Following the flood, the city started its first major infrastructural recovery effort, the Gateway Project, which raised Dubuque Street and Park Road Bridge one foot above the 100-year flood level reached by the flood.
To combat the wastewater treatment issue, the city increased its treatment capacity at the city’s southern wastewater treatment plant to demolish the northern treatment plant and turn it into Riverfront Crossings Park, Knoche said.
Smaller mitigation projects included sandbagging and flood-proofing necessary infrastructure in flood plains as well as the construction of a levee, a flood gate, and a pump station at various vulnerable areas of the city, Knoche said.
Knoche said the city is currently looking at flood mitigation efforts in the area of the Peninsula neighborhood, which had its only access point, Foster Road, entirely flooded in 2008.
“There has been some talk of redevelopment in [the Forest View neighborhood] … If that area would redevelop, we would look at gaining access to the Peninsula neighborhood through the Forest View area, which is much higher and wouldn’t flood,” Knoche said. “Or if that area doesn’t redevelop, then we will be looking at the potential for a Foster Road elevation project in the future.”

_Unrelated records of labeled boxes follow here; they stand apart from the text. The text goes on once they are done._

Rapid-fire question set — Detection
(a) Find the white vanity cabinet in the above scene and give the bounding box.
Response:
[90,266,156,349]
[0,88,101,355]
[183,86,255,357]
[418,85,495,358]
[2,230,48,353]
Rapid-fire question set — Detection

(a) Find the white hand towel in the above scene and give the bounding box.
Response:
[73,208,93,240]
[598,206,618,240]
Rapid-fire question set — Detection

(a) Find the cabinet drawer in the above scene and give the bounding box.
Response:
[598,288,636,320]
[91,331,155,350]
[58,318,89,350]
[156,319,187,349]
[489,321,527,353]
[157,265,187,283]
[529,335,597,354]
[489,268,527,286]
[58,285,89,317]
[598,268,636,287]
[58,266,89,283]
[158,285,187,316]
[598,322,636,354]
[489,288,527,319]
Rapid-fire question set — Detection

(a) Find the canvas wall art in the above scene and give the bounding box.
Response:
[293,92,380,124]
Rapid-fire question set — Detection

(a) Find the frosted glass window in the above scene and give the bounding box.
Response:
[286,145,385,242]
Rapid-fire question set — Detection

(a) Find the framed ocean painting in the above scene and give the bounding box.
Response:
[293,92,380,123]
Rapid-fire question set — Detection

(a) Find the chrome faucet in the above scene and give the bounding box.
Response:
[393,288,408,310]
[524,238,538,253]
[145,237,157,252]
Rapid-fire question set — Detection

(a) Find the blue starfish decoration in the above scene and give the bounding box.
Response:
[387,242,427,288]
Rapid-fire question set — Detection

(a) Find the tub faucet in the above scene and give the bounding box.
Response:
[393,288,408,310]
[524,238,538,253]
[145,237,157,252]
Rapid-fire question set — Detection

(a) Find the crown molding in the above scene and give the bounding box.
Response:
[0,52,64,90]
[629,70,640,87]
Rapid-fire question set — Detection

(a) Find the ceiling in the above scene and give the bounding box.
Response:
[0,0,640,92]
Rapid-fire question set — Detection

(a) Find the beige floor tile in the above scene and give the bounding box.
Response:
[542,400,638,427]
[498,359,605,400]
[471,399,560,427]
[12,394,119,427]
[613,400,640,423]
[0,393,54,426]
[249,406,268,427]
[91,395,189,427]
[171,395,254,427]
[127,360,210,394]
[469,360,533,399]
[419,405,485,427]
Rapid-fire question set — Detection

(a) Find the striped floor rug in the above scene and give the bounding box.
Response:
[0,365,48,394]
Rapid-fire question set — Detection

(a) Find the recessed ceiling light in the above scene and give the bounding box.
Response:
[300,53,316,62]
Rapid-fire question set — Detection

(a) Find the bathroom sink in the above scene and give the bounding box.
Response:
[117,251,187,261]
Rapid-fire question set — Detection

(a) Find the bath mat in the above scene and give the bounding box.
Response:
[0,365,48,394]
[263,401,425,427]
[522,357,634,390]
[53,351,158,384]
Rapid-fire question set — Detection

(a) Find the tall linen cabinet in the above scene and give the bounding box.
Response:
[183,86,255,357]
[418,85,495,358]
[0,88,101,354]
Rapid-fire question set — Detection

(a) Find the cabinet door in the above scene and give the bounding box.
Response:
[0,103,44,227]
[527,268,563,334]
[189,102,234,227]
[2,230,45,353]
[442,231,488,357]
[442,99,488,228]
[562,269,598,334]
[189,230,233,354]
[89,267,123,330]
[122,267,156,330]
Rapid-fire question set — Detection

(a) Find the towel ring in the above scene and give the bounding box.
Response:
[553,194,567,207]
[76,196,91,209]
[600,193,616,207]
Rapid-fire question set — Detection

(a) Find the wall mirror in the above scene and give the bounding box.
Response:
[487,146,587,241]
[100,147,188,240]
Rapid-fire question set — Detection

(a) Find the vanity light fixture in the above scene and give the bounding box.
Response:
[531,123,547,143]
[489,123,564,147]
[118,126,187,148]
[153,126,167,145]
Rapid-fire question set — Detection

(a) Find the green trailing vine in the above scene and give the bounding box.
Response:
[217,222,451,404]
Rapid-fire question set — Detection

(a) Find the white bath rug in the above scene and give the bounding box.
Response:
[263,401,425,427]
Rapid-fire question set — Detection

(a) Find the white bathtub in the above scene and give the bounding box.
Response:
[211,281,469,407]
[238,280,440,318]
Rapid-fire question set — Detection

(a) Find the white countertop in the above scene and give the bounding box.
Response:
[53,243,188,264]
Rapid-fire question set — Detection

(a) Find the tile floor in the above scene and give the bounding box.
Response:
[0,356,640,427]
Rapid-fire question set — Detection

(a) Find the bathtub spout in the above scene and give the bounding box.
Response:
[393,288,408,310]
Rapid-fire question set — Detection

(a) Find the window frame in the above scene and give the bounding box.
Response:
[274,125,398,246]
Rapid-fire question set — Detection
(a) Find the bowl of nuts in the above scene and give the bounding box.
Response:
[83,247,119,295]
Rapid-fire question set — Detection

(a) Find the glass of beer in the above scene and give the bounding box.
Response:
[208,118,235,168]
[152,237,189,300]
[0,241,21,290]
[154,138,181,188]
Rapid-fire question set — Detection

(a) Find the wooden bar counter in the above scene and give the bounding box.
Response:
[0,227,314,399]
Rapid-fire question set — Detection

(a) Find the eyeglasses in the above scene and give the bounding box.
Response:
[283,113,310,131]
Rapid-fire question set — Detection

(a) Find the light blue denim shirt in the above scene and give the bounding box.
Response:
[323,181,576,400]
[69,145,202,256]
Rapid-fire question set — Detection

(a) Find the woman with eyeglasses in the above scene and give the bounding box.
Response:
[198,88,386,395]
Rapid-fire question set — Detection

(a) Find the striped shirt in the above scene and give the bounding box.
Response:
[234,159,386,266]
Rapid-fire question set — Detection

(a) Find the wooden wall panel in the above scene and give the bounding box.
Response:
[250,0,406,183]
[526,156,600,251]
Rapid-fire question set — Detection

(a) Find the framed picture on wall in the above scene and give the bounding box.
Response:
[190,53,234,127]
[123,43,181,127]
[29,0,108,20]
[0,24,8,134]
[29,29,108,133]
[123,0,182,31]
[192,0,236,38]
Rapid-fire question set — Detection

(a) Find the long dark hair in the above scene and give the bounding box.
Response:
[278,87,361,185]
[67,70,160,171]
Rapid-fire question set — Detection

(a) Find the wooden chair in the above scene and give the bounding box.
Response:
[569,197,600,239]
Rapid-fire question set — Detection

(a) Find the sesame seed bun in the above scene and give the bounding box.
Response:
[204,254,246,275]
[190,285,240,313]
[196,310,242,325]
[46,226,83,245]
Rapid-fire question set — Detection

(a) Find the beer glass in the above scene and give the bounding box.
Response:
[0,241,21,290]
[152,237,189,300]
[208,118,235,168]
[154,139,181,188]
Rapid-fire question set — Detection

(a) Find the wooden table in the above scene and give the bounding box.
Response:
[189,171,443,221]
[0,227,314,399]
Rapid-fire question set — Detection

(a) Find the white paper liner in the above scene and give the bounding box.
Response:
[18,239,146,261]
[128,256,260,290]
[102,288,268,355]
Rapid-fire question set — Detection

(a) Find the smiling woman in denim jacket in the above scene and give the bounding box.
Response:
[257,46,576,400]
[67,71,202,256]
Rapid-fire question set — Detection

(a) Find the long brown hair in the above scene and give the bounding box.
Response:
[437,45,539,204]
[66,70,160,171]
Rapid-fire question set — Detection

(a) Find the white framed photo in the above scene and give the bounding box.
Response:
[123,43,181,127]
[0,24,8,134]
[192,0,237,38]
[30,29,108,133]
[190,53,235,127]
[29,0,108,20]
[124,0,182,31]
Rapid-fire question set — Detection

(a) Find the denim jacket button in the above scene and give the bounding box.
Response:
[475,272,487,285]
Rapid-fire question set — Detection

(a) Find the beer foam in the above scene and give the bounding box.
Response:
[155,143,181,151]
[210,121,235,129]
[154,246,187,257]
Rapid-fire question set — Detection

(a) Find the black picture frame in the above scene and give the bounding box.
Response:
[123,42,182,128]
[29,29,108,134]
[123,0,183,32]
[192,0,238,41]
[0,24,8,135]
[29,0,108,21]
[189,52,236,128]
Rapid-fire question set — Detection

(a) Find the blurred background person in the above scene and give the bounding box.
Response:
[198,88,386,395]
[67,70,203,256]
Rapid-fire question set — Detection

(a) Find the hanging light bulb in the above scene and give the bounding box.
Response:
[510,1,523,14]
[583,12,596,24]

In terms of preparedness for the next major flood in the area, IIHR–Hydroscience and Engineering research engineer Nathan Young said Iowa City is more prepared now than it was before the 2008 flood.
“The previous major flood in Iowa City was the 1993 flood. A lot of people in the community didn’t appreciate that the 1993 flood could happen again … until the 2008 flood hit,” Young said.
Young said the 2008 flood’s disastrous outcome inspired the community to take the appropriate precautions and mitigation efforts needed to lessen the blow of a flood like in 2008 or greater.
“They’ve really put a lot of effort into reducing our flood risk and reducing the likelihood of something like 2008 happening again here in our community,” Young said.